This inscription runs across a new bronze relief sculpture placed on the stone wall in the Littleton Museum’s memorial garden.

“It’s for you,” said Kay Moore to family and friends who gathered Sept. 4 to dedicate the piece and share a few laughs as they remembered the late Jack I. Moore.

“He made me laugh,” she said, “…he walked in the neighborhood, making people laugh; he even tried to bring laughter into negotiations of the Mountain States Employers Council,” where he worked.

He is especially remembered in Littleton for creating, with his wife, a musical production that spoofed local politicos and institutions. “Fiasco” ran for 25 years, with others such as Dan Brickley , Max and Donna Smith, Kathy and Dick Peterson, Mike Massey, Phil and Diane Swaim and many more taking on the creation and staging each year. Unfortunately, the next generation did not step in to continue the tradition, so it was finally retired.

When Moore died, friends contributed to a memorial fund at a party that celebrated this exceptionally clever man, a musical revue of favorite past “Fiasco” numbers. His family decided on the sculpture and contracted with Littleton artist Karen Crain to create it.

Moore’s sons Patrick and Christopher unveiled the piece with Crain.

It depicts a group of happy faces of various ages, with Moore’s portrait at the top left. Others are not specific portraits, Crain said, although some in the crowd thought they recognized community friends. A pair of jesters appear at the edges.
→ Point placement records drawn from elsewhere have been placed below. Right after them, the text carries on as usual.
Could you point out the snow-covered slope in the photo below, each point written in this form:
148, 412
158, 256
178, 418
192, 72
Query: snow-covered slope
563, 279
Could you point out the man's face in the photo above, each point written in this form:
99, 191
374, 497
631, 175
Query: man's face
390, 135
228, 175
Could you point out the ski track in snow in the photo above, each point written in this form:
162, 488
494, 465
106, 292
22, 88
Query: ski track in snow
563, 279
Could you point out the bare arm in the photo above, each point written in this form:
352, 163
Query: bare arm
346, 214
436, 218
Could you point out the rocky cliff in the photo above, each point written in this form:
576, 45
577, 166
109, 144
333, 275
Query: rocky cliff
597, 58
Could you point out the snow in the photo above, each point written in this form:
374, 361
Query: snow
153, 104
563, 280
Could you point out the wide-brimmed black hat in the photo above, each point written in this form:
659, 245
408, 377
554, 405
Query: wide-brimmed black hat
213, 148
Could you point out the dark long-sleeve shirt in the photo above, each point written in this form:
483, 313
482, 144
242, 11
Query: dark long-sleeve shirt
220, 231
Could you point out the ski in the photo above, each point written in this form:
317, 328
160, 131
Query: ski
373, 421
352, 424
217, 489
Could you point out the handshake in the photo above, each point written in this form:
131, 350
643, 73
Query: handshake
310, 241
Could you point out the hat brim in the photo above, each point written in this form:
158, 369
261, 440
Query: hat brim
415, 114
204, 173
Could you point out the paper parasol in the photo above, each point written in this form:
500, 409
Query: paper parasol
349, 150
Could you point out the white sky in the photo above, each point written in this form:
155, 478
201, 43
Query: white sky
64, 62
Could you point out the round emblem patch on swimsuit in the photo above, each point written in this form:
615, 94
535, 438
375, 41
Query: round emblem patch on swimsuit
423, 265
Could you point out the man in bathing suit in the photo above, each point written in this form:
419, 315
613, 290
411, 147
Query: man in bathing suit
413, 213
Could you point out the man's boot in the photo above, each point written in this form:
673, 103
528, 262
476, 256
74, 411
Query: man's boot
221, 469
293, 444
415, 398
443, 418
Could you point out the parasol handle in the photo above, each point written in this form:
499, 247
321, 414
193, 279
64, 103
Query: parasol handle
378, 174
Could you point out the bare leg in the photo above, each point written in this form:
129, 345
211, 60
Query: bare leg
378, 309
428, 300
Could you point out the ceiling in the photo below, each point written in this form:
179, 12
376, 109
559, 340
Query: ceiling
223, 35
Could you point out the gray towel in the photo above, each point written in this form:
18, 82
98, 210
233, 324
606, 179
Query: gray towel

Happily, those early performers keep popping up — most recently as the ceremony’s “Moore the Merrier Singers,” who dressed in an imaginative assortment of styles, all tied together with a lime green and hot pink color scheme: top hats, feather boas, ties, belts and more. Frequent “Fiasco” director and writer Katherine Peterson conducted the colorful group of 16 in a series of songs about laughter, interspersed with tired old vaudeville jokes and silly commentary.

Sharing a glass of wine, talking and laughing, a hundred longtime friends remembered and connected on a beautiful summer evening.